I have a 1896 German Reichrevolver and can't find any 10.6mm ammo for it. I have read you can use a .44 russian ammo, is that true? Can anyone tell me anything about this revolver, or how to find some ammo?


----------



## denner

10.6mm German Ordnance

Notes: Primarily produced for the Models 1879 and 1883 Reichsrevolver (and therefore often called the 10.6 Reichsrevolver), this round was produced in that late 1800s period when it was felt that handguns were best made to fire high-caliber, low-velocity ammunition. This was because the gunpowders available at the time generally had less power than today’s ammunition, leading to the mistaken belief that it was best to make the ammunition to fire larger calibers. However, most firearms manufacturers had already begun to realize that such large calibers were unnecessary, and the 10.6mm German Ordnance round was essentially obsolete even as it was being introduced. The 10.6mm German Ordnance round is believed to be a development of the .44 Russian round.

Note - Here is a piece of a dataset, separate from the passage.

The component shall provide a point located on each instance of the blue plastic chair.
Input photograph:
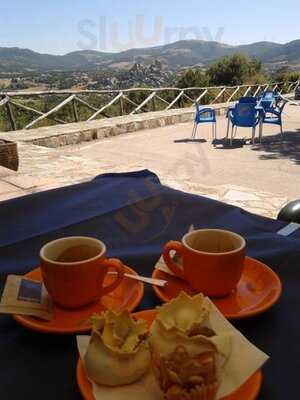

Other Names: 10.6mm Reichsrevolver (or Reichs Revolver), 10.6mm Service Ordnance, 10.55mm German

Nominal Size: 10.6x25mm

Actual Size: 10.43x24.64mm

Case Type: Straight

Weight: 1.85 kg per box of 100; Price: $67 per box

Magazines:


----------



## corbett_n

Thank you so much for that info, but do you know where I can get these rounds. A gunsmith worked on the gun and told me it was in firing condition, and I would really like to shoot it. If I do find rounds would they need to made with the low grade gunpowder like they were originally made, black powder, or modern powder. I just don't want it to blow up. I really appreciate any help. I will post a pic of the gun tomorrow.


----------



## denner

The great problem is that round was obsolete in the late 1800's and the last major commercial production of the round was in 1939. I saw an auction online bidding for 1 bullet as a collectors item and that bullet looked older than a civil war minnie ball. I don't know but you may have a collectors item on you're hands, but I don't believe you will find any ammo for it unless you track down relic collectors. I would likewise be carefull attempting to shoot the .44 Russian round until futher confirmation especially in a pistol that old designed to shoot black powder.


----------